If ${a^2}{x^2} + 2bx + c = 0$ has one root greater than unity and the other less than unity, then

Question

The options given are: $$A)\; {a}^{2}+2b+c=0\\ B)\; {a}^{2}+2b+c>0\\ C)\; 2b+c<0\\ D)\; 2b+c > 0$$

How do we proceed with this question?

Answer 1

For the sum $s$ and product $p$ of roots we have $x^2-sx+p=0$.

Thus $s=-\frac{2b}{a^2}$ and $p=\frac c{a^2}$.

Let's write the roots $x_1=(1+u)$ and $x_2=(1-v)$ with $u,v>0$.

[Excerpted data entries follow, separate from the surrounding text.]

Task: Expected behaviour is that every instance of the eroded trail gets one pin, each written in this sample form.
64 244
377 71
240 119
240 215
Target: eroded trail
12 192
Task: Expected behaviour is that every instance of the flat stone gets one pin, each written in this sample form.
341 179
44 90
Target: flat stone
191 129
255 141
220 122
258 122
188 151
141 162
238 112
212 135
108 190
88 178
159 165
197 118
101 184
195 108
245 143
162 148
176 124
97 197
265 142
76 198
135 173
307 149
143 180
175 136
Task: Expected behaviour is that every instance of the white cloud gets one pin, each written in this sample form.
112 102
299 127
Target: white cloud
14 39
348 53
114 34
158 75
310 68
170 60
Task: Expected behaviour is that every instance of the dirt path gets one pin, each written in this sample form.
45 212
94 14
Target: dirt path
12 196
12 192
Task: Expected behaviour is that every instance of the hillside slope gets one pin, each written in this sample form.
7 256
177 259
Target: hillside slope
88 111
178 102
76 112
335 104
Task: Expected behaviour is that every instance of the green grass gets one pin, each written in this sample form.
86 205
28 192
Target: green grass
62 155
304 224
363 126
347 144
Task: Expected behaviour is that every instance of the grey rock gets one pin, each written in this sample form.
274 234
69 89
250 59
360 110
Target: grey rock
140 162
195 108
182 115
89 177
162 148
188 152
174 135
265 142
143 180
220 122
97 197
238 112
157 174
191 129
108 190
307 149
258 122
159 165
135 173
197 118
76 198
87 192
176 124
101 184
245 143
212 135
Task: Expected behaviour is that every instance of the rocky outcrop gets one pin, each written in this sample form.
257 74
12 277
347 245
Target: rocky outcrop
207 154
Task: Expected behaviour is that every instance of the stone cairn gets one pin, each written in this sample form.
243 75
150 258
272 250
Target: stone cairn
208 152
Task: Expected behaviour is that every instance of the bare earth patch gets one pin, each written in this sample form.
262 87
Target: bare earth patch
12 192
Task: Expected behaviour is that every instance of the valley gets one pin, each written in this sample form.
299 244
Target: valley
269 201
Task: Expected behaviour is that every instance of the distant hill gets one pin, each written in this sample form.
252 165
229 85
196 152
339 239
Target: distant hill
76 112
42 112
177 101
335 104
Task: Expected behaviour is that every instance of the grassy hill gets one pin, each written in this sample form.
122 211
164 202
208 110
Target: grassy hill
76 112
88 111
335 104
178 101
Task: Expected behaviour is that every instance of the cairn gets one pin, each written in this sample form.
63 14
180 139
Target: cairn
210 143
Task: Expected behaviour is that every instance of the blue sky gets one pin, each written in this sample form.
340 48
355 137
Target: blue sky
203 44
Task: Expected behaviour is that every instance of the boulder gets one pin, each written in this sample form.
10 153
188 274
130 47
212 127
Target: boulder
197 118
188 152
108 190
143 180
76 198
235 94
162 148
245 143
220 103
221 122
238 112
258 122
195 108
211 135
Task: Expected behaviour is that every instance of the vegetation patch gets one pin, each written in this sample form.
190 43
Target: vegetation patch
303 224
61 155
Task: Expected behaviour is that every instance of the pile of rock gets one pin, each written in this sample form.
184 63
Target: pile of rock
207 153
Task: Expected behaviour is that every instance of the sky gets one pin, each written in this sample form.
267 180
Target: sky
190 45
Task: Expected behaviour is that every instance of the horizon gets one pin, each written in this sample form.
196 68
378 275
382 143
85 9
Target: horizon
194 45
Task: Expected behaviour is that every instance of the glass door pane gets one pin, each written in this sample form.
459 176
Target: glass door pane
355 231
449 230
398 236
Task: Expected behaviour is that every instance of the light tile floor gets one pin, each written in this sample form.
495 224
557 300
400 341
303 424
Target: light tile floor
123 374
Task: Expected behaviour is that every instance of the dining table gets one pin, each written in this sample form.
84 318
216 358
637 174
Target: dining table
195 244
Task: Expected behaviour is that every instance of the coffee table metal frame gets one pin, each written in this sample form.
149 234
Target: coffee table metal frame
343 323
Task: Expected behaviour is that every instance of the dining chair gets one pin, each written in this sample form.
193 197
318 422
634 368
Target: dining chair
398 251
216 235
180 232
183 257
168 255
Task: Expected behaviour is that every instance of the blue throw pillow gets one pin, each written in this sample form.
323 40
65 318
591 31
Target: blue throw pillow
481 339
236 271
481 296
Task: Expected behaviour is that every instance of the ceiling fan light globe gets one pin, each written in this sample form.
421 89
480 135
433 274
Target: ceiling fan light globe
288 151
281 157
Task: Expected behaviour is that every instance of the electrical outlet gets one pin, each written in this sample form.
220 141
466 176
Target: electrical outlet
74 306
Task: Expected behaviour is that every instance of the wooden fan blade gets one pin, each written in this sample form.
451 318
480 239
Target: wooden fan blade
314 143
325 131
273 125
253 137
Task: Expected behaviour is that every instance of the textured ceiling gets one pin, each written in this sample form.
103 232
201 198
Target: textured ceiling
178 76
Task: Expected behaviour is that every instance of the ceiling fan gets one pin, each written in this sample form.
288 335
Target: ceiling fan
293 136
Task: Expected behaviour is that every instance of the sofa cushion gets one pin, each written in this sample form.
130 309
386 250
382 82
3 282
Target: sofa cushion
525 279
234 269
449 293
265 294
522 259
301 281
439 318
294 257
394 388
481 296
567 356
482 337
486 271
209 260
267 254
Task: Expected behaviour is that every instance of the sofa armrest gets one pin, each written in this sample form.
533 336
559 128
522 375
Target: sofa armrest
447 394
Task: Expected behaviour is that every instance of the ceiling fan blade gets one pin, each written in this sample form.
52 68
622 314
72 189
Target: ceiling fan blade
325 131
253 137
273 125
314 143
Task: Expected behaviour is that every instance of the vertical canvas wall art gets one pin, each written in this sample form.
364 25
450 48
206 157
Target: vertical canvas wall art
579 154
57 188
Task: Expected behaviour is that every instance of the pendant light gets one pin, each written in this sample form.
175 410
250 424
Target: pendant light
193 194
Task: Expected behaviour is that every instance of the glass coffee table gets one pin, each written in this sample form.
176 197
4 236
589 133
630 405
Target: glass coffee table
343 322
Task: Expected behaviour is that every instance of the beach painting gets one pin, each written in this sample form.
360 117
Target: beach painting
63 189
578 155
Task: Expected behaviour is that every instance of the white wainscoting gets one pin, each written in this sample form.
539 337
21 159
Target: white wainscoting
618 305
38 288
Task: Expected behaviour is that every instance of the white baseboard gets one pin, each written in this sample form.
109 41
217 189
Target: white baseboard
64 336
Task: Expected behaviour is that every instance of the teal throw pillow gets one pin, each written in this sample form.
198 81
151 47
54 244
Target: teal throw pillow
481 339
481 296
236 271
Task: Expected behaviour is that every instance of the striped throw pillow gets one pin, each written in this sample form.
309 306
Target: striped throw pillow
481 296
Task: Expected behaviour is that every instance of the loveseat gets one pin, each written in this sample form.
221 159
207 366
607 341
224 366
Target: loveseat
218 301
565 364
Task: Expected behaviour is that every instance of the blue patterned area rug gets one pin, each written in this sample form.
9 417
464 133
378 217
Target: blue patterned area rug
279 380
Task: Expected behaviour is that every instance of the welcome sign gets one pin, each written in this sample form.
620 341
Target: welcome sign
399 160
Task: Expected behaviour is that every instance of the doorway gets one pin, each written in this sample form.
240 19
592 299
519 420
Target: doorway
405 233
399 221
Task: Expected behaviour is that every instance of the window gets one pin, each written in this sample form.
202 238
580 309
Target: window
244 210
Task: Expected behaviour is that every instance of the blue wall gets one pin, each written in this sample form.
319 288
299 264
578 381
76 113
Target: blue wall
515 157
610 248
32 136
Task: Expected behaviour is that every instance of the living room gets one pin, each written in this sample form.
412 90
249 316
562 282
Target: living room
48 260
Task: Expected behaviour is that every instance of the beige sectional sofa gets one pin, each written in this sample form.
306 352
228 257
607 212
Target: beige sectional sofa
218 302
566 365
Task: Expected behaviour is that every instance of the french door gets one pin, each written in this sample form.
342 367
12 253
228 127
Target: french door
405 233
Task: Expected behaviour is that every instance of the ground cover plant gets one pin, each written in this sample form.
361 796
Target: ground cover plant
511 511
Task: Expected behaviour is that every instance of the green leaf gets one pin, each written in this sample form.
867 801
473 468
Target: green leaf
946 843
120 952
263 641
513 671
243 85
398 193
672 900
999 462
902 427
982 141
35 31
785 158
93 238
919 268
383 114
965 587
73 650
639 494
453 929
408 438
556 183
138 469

We get $s=2+u-v$ and $p=(1+u)(1-v)=1+u-v-uv=s-uv-1$

We arrive to the condition $$s-p=1+uv>1$$

Which is $-(2b+c)>a^2\quad$ and only $(C)$ fulfils this.

Answer 2

Let $p(x)=a^2x^2+2bx+c$. If the roots are $r_1\lt1\lt r_2$, then we must have $p(1)\lt0$, since $p(x)$ is a quadratic with positive lead coefficient $a^2$ -- i.e., it's an upward-pointing parabola. (Note, we can't have $a=0$ since we're told there are two roots.) Thus we have

$$a^2+2b+c\lt0$$

which rules out all options except C).

Alternatively, the quadratic $x^2-2x$, which has roots $0$ and $2$ with $a^2=1$, $b=-1$ and $c=0$, is a counterexample to A), B), and D), leaving only option C).